And let’s not forget that the GCCF, in determining final payments, is already using a laughably optimistic, BP-funded study from Texas A&M (in the heart of Oil Country), that predicts the Gulf will be completely restored to its pre-spill state by 2012. You really have to wonder what planet these people are living on. Remember the Exxon Valdez spill? That disaster happened in March 1989 and was a much smaller spill, estimated at 260,000 to 750,000 barrels (compared to BP’s 5 million barrels). More than 20 years later, Prince William Sound still hasn’t fully recovered. A team of academics from the University of North Carolina says some parts of the Sound may take 30 years to recover.
Schwartz reports:
BP argues in its filing that the Feinberg estimate vastly overstates the likely damage, which it places in the range of just 25 percent to 50 percent of a claimants’ 2010 losses. The company noted that almost all of the closed fishing grounds had reopened, and economic recovery in tourism was well under way, with hotel and sales tax revenues in the fall of 2010 similar to those from the same period in the year before.

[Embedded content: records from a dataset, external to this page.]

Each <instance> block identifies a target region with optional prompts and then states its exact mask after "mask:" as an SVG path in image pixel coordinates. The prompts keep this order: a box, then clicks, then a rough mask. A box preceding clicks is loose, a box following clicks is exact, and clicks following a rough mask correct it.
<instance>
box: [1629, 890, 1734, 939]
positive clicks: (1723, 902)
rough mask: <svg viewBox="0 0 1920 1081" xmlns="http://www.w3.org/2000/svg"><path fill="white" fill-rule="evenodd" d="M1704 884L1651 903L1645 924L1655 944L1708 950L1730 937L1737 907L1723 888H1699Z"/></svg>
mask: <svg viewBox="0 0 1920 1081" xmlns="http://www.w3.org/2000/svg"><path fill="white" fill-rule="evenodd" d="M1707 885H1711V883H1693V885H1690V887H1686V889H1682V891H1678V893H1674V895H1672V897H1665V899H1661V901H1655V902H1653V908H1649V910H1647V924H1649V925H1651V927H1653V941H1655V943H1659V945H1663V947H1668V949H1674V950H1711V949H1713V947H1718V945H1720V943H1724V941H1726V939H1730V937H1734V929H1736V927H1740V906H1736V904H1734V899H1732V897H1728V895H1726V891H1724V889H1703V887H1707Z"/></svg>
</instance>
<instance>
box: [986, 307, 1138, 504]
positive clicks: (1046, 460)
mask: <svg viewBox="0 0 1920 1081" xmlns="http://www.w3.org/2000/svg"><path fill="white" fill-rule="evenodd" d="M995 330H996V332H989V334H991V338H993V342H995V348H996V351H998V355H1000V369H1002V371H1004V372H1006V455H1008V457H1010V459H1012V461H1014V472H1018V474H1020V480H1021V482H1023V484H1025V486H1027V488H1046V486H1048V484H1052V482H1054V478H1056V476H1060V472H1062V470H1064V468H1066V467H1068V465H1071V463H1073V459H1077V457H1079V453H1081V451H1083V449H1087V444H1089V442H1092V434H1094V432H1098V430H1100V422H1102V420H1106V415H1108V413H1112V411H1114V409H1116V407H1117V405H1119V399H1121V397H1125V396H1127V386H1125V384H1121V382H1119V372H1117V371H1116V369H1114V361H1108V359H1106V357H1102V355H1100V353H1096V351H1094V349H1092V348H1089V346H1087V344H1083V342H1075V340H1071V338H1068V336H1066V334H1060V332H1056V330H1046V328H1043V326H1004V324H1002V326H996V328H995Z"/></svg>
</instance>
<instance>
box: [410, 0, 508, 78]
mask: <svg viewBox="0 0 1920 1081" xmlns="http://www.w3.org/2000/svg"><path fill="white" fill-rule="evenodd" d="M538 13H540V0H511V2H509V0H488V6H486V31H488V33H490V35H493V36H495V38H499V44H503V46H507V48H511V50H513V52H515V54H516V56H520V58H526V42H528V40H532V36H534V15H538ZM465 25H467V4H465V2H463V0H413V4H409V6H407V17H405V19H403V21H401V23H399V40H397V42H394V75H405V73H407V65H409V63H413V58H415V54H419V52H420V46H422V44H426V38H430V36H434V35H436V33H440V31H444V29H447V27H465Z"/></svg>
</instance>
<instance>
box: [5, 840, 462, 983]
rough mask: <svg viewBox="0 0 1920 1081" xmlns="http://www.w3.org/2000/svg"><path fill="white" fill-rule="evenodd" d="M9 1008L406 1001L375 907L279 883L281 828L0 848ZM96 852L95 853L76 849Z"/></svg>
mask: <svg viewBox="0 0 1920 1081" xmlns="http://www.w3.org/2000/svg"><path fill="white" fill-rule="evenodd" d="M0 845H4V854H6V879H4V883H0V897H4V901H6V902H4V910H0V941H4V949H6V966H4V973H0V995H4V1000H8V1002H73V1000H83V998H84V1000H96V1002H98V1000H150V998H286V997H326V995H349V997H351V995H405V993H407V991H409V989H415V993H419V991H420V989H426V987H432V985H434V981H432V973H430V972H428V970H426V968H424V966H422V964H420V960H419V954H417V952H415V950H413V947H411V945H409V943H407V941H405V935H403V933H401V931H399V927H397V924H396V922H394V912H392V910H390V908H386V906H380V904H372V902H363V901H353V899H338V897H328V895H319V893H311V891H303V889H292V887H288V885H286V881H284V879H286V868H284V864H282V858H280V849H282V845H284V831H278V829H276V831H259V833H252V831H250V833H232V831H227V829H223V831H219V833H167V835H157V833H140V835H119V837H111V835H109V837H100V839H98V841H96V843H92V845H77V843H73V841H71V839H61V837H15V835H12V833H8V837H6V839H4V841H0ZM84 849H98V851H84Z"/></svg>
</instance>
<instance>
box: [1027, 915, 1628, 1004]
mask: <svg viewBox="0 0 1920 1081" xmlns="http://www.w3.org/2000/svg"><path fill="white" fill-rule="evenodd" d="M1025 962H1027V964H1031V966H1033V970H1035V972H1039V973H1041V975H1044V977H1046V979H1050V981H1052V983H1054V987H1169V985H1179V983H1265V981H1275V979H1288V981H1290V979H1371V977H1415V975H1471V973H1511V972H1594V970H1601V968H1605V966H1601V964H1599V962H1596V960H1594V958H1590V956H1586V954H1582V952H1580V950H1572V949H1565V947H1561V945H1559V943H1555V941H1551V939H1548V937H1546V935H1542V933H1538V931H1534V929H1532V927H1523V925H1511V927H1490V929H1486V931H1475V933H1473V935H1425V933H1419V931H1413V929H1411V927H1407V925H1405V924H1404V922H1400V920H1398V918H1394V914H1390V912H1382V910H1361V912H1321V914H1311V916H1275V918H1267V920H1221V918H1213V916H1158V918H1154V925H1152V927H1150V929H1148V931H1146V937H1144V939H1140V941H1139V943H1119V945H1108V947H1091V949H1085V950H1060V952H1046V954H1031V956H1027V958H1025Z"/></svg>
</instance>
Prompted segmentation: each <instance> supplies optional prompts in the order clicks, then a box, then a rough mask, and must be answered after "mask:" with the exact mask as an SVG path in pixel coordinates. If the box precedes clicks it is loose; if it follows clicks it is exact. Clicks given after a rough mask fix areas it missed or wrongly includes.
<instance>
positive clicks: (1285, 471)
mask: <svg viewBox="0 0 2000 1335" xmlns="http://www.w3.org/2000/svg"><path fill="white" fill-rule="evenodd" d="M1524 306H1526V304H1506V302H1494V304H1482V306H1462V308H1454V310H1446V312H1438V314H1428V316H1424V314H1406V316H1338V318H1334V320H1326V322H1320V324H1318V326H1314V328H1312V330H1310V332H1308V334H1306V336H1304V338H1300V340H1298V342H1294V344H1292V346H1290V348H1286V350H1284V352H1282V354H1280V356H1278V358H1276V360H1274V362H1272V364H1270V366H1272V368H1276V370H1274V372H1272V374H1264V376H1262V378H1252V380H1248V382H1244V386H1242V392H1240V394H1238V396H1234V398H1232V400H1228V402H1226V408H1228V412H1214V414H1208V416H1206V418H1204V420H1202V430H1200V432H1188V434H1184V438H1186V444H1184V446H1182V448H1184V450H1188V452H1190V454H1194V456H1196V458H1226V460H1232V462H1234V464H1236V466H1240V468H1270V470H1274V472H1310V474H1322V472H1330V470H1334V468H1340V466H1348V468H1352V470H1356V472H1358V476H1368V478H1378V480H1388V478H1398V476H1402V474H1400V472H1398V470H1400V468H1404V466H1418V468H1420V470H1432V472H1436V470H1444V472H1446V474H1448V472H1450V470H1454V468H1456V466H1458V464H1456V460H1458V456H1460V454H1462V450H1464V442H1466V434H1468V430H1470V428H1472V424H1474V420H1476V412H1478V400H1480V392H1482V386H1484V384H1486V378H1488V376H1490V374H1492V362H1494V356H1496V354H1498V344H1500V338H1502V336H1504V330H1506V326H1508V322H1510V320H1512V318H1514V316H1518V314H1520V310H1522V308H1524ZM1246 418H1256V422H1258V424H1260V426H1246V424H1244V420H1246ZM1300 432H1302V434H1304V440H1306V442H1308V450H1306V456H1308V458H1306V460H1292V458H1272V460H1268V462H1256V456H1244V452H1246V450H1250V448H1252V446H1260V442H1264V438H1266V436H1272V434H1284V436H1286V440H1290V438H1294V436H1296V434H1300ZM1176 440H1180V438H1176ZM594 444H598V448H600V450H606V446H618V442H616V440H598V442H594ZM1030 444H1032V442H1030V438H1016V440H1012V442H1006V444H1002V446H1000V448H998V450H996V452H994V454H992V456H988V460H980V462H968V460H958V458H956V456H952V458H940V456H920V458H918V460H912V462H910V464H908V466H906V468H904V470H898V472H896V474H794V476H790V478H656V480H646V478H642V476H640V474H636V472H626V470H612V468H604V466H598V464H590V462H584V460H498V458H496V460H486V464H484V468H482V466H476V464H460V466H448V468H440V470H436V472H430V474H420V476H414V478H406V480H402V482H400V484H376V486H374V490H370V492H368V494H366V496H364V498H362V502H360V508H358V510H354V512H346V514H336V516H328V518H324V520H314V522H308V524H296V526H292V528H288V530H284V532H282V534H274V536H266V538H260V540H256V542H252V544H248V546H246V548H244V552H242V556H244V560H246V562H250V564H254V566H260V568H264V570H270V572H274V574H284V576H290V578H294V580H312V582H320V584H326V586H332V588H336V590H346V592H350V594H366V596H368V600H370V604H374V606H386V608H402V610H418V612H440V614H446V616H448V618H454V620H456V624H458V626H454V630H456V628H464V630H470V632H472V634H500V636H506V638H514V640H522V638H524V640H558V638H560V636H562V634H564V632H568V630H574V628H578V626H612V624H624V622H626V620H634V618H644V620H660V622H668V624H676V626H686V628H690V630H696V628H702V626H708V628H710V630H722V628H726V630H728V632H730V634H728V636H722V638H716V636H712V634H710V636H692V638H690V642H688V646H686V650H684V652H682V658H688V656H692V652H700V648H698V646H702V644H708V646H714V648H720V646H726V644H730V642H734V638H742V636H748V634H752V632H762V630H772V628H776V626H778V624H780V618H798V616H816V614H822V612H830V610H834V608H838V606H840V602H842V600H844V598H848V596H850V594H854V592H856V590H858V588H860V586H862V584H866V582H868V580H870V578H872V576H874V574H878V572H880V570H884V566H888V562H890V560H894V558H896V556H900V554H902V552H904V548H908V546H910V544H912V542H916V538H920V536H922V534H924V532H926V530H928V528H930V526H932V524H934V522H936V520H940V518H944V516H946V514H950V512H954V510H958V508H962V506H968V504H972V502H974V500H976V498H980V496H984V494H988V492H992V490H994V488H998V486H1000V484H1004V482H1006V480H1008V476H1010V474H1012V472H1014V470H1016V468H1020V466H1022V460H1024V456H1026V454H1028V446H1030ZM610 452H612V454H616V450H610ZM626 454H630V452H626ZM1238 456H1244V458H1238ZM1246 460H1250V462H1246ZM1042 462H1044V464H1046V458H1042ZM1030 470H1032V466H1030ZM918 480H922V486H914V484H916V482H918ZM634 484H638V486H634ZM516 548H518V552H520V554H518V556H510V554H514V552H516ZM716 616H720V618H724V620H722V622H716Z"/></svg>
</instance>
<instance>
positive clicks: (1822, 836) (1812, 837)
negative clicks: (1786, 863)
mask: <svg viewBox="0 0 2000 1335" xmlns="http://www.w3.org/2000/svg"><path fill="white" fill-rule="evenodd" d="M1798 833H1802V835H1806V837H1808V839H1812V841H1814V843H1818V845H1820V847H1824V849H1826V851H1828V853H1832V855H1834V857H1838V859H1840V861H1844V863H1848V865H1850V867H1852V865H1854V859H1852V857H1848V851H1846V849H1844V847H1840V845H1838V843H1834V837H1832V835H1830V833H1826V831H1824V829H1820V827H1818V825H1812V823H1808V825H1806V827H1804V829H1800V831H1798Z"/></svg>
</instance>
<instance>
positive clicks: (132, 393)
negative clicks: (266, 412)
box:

The GCCF has been basing its payments on the following assumptions: 2011 damages will be 70 percent of 2010 losses, and 2012 damages will equal 30 percent of 2010 losses.
BP’s “too generous” argument is being met with a new level of outrage and frustration up and down the Gulf Coast from victims who had been arguing that the GCCF loss assumptions were already way too low. The BP comment document apparently made the deadline for public comments on Mr. Feinberg’s payment proposals. He has promised to consider “all comments” (regardless of how ridiculous they may be).
One of the stronger reactions to the BP comment comes from U.S. Rep. Edward J. Markey, the Massachusetts congressman who has been one of BP’s most outspoken critics.
Mr. Markey: “…BP made errors in judgment that led to this oil spill, and now they’ve made another error in judgment by going after the very people their spill harmed… If you ever needed an example of BP being totally out of touch with reality, this is it. BP said they would make things right for the people in the Gulf, yet it seems all they really care about is making things right for its shareholders.”
What remains to be seen is what impact, if any, this has on claims payments going forward.